During this workshop, Vincent will guide you through a small project where he tried to detect programming languages that appear in transcripts from the popular Talk Python podcast. He will use spaCy for this and he will use this task as a motivating example to help kick the tires.
Timeline:
00:00:05 - Introduction PyLadies Amsterdam
00:01:51 - Introduction Vincent D. Warmerdam
00:02:40 - Introduction to spaCy
00:14:43 - Pre-trained spaCy model
00:16:30 - Using pre-trained English language spaCy model
00:27:05 - Rendering docs with displacy
00:31:37 - Detecting programming languages with spaCy
00:47:39 - spaCy universe
00:48:34 - ChatGPT and NER
00:52:33 - ChatGPT vs spaCy for NER
00:56:42 - spaCy integrations with LLMs
01:02:22 - Pre-trained spaCy models for NER
01:08:59 - GLiNER
01:12:48 - Spancat
01:14:15 - Detecting programming languages with GLiNER
01:18:46 - GLiNER spaCy integrations
01:20:15 - Closing remarks and Q&A
01:22:02 - Announcements
01:24:42 - Getting Started with NLP and spaCy Course
GitHub repo:
https://github.com/pyladiesams/nlp-projects-with-spacy-may2024
Speakers:
Vincent D. Warmerdam
https://twitter.com/fishnets88
https://www.linkedin.com/in/vincentwarmerdam
Vincent is a senior data professional who worked as an engineer, researcher, team lead, and educator in the past. You might know him from tech talks where he attempts to defend common sense over hype in data science.

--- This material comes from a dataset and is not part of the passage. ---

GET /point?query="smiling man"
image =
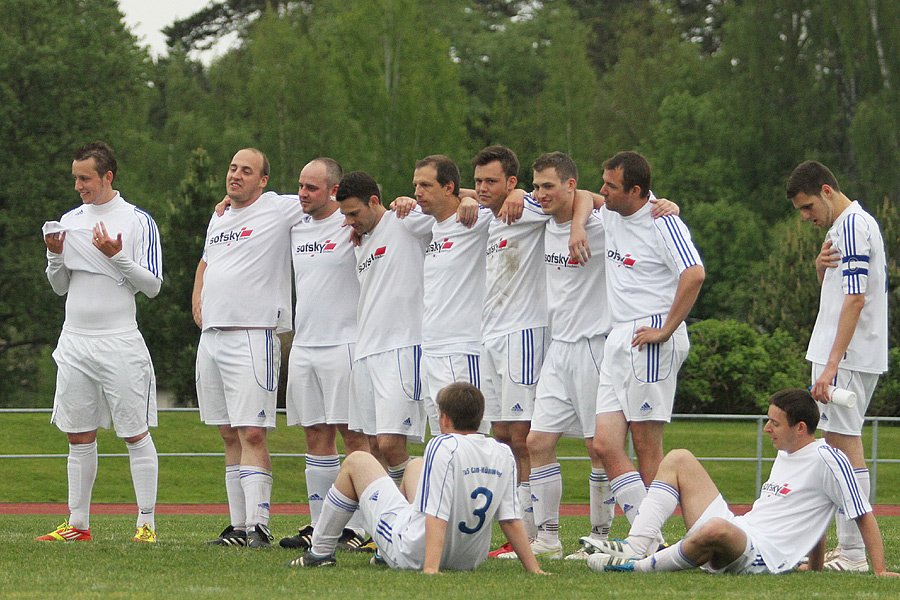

Vincent is especially interested in understanding algorithmic systems so that one may prevent failure. As such, he's had a preference for simpler solutions that scale, as opposed to the latest and greatest from the hype cycle. He currently works at probabl to collaborate on new tools for the scikit-learn ecosystem and before he was a machine learning engineer at Explosion, the company behind spaCy.